図7は、本発明の第1の実施例の変形例によるモータ制御装置のシミュレーション結果を示す図であって、(a)は不感帯領域を設けない場合を示し、(b)は不感帯領域を設けた場合を示す。上述した本発明の第1の実施例の変形例によるモータ制御装置をコンピュータ上でモデル化し、時刻0秒でM系列速度指令の入力を開始し、その後の逆モデルの係数であるイナーシャ係数推定値h0、粘性摩擦係数推定値h1、クーロン摩擦係数推定値h2をシミュレーションした。図7において、縦軸は真値を1として正規化したときの各係数の大きさを示す。不感帯領域を設けた場合(図7(b))は、不感帯領域を設けない場合(図7(a))に比べて、逆モデルの各係数が真値に収束するまでの時間が短い。また、不感帯領域を設けない場合は、一定の誤差を持ったままで、真値に収束しない。本シミュレーション結果からも、本発明の第1の実施例の変形例における不感帯領域を設けた逆モデルを用いた速度フィードフォワード制御がより有効であることがわかる。

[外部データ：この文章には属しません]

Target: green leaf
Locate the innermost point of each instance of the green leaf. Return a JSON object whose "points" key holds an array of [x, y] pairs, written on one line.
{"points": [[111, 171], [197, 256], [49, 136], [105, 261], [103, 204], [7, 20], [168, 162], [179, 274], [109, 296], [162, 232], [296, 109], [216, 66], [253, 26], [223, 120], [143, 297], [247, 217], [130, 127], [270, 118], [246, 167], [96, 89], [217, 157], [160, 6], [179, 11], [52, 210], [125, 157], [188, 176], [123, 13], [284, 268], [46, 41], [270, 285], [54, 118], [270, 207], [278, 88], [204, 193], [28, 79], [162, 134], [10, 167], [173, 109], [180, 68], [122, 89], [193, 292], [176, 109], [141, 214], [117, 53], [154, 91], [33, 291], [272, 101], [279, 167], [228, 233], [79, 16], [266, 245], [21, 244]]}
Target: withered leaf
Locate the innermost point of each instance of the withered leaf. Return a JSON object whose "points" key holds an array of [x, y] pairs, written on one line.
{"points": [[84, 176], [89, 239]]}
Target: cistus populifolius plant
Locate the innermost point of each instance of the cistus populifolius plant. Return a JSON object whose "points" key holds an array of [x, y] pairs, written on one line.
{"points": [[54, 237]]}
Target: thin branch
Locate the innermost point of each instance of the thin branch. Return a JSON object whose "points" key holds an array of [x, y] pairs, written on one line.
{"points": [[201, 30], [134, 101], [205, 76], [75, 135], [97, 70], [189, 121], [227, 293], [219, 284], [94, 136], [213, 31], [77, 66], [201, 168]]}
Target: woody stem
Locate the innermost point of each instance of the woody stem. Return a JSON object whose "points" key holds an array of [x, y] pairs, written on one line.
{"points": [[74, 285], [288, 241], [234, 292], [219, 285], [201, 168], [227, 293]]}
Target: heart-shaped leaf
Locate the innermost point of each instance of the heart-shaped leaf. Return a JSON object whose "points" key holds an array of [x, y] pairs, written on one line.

続いて、本発明の第2の実施例について説明する。本発明の第2の実施例は、第1の実施例における速度制御に位置制御を追加したものである。
は、本発明の第2の実施例によるモータ制御装置を示すブロック線図である。本発明の第2の実施例によるモータ制御装置2は、図1を参照した第1の実施例によるモータ制御装置1に、ポジションゲインブロック102を含む位置フィードバック制御手段21、積分ブロック22、および位置フィードフォワード制御ブロック23を追加したものである。なお、これ以外の回路構成要素については図1に示す回路構成要素と同様であるので、同一の回路構成要素には同一符号を付して当該回路構成要素についての詳細な説明は省略する。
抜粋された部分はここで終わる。